Rui Tao's Portfolio

MongoDB Integration for Token Management and Email Analysis Caching

Mongodb cache flow.png
Published on
/3 mins read/---

Implementing a robust and efficient database system for token management and caching requires careful consideration of data structure, performance, and security. This article explores our MongoDB integration, focusing on how we handle token management and implement a two-tier caching system for email analysis results.

MongoDB Integration

Overview

This document describes the MongoDB integration in our application, focusing on user management and email analysis caching.

Database Structure

Collections

  1. users

    • Stores user information and authentication state
    • Unique index on email field
    {
        email: String,          // User's email (unique index)
        name: String,           // User's display name
        picture: String,        // User's profile picture URL
        created_at: Date,       // Account creation timestamp
        last_login: Date,       // Last login timestamp
        is_active: Boolean,     // User active status
        last_sync_time: Date    // Last email sync timestamp
    }
  2. email_analysis_cache

    • Stores email analysis results
    • Permanent storage for analysis data
    {
        message_id: String,     // Email message ID (unique index)
        cached_at: Date,        // Cache timestamp (for tracking)
        result: {
            subject: String,    // Email subject
            sender: String,     // Email sender
            date: String,       // Relevant date
            status: String,     // Job application status
            company: String,    // Company name
            position: String,   // Position title
            details: String,    // Additional details
            confidence: Number, // Analysis confidence score
            message_id: String  // Email message ID
        },
    }

Indexes

users Collection

// Unique index on email
db.users.createIndex({ email: 1 }, { unique: true })
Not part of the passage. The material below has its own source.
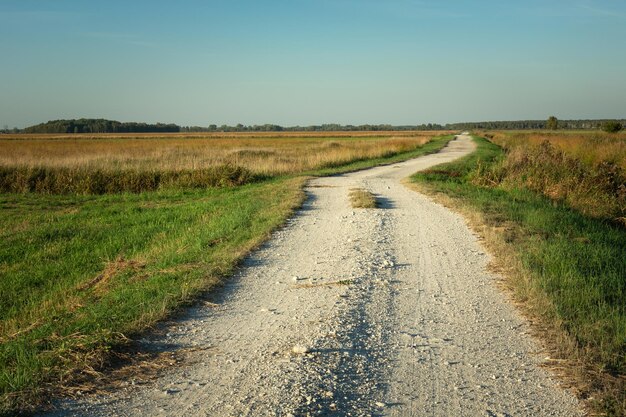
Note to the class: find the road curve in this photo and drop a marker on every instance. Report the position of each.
(353, 312)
email_analysis_cache Collection

// Unique index on message_id
db.email_analysis_cache.createIndex({ message_id: 1 }, { unique: true })
 
// Index on cached_at for tracking purposes
db.email_analysis_cache.createIndex({ cached_at: 1 })
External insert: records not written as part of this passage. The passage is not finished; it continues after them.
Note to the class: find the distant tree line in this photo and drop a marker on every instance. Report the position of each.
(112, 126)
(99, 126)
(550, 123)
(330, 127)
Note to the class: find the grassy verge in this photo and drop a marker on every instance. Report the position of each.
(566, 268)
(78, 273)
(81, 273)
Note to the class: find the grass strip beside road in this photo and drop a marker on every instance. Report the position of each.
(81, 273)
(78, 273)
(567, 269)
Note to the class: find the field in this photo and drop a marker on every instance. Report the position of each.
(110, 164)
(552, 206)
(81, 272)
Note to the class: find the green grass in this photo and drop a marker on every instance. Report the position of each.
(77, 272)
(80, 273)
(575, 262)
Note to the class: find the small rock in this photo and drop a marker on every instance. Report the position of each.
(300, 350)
Two-Tier Caching Architecture

  1. TTLCache (First Layer)

    • Thread-safe memory cache
    • Automatic expiration
    • Size-limited cache
    # Token cache configuration
    token_cache = TTLCache(
        maxsize=MAX_TOKEN_CACHE_SIZE,    # 1000 items
        ttl=TOKEN_CACHE_TTL,             # 1 hour
    )
     
    # Analysis cache configuration
    analysis_cache = TTLCache(
        maxsize=MAX_ANALYSIS_CACHE_SIZE,  # 1000 items
        ttl=ANALYSIS_CACHE_TTL,          # 7 days
    )
  2. MongoDB (Second Layer)

    • 360-day TTL for email analysis
    • Persistent storage for user data
    • Automatic cleanup of old analysis results

Token Management

  1. Access Token

    • Stored in TTLCache (memory only)
    • 1-hour TTL
    • Used for Gmail API access
  2. Refresh Token

    • Stored in HttpOnly cookie
    • 30-day expiration
    • Used to obtain new access tokens
    • Not stored in MongoDB
  3. Session Token

    • JWT format
    • Stored in client localStorage
    • Contains user information
    • 24-hour expiration

Performance Optimization

  1. Indexing Strategy

    • Unique indexes for fast lookups
    • TTL indexes for automatic cleanup
    • Compound indexes where needed
  2. Query Optimization

    • TTLCache reduces DB load
    • Thread-safe operations
    • Batch operations for multiple documents
  3. Resource Management

    • Automatic cleanup of old data
    • Connection pooling
    • Asynchronous operations